The policy review is not a manifesto but a long shopping list of all the things that we would try to do, the majority of which are not controvesial and would be supported by members of the Green party, bits and pieces of the old alliance and many moderate Conservatives. The commitments to better training, to better research and development and to a more positive stance on the environment would be shared by the majority of British people. The only place in Britain where one would not find majority support for those objectives is the Cabinet, and some of its members may secretly harbour those views. The policy review is not a manifesto for five years of government and therefore is not costed. No one would deny that that has there has been a shift to the Right between 1983 and the present Labour party policy review.
This debate is not appropriate just to the present time. The Opposition—who 100 years ago were led predominantly by the Liberals but are now led predominantly by the Labour party—face one difficult and unpleasant fact. For a century, no party in opposition to the Conservatives has won a second term with a working majority. The Liberal Government of 1906 to 1910 failed to gain a majority and had to form a working arrangement with the Irish Nationalists, who held the balance of power. The 1945 Government and the Wilson Governments of 1966 and 1974 failed to win a second term. During the two years when I was a member of the policy review I concentrated on trying to understand the reason for that. It is not that we have not been sufficiently accommodating to the centre or to the status quo. The reason is that the the Labour party and the Liberals of the past failed to be sufficiently radical in transforming Britain when they held power. They made so many compromises and lost so many opportunities that they failed to consolidate their hold on power. Unlike Conservative Governments, they failed to hold their natural interests together as a governing block in order to win re-election.

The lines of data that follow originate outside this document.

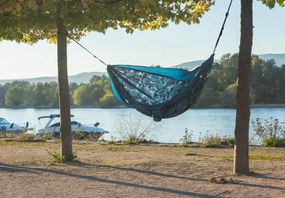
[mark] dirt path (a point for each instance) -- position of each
(137, 171)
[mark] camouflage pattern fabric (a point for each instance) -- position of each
(157, 95)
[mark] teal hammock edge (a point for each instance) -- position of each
(158, 92)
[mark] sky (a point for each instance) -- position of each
(170, 46)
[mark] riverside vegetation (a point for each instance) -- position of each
(267, 87)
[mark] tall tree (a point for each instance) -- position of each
(241, 162)
(33, 20)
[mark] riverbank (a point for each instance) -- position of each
(162, 170)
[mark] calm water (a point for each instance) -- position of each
(200, 121)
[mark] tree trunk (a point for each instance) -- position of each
(241, 164)
(64, 102)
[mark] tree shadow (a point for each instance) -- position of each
(14, 168)
(137, 171)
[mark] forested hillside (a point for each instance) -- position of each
(268, 86)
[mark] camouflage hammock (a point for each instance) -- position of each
(158, 92)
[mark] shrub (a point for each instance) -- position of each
(216, 141)
(271, 132)
(187, 137)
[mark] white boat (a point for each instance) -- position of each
(53, 126)
(7, 127)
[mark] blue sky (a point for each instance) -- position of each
(167, 47)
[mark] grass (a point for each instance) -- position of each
(258, 157)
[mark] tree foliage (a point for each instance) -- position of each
(267, 87)
(33, 20)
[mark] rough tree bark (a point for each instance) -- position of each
(241, 163)
(64, 102)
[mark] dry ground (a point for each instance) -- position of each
(106, 170)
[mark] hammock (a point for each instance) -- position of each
(159, 92)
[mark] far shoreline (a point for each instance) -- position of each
(125, 107)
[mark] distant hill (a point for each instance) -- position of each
(279, 58)
(189, 65)
(86, 76)
(78, 78)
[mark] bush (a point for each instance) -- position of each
(271, 132)
(187, 137)
(216, 141)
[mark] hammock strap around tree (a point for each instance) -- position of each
(155, 91)
(217, 42)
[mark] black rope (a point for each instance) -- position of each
(85, 49)
(222, 29)
(217, 42)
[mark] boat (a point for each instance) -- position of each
(8, 127)
(52, 126)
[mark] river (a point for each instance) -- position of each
(199, 121)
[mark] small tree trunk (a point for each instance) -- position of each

The problem currently facing the Labour party faced the Opposition at the beginning of the century—how to pay for a legislative programme. Throughout the century, non-Tory Governments have faced that problem and have often alienated key groups of their supporters by imposing wage controls, higher taxation and policies that led to higher inflation. If Labour is to govern Britain in the 1990s and thereafter to win a second term in office it must resolve those problems. That means making difficult choices.
I have tremendous respect for the present leadership of the Tory party. I do not agree with almost anything that they do, but I recognise that, following the oil crisis in 1973, and faced with the shift in the world economy that that brought about, the end of the 25-year world boom and a much more rigorous future, the Tory party acted swiftly. It removed its old one-nation Tory leader, shifted its policies to the Right and decided which policies to defend, which it has done effectively over the past 10 years. The policies that the Prime Minister and those around her have chosen to defend are defence spending and the freedom of capital to invest abroad rather than in Britain. That is not a recent decision, because those problems faced the British economy at the beginning of the century.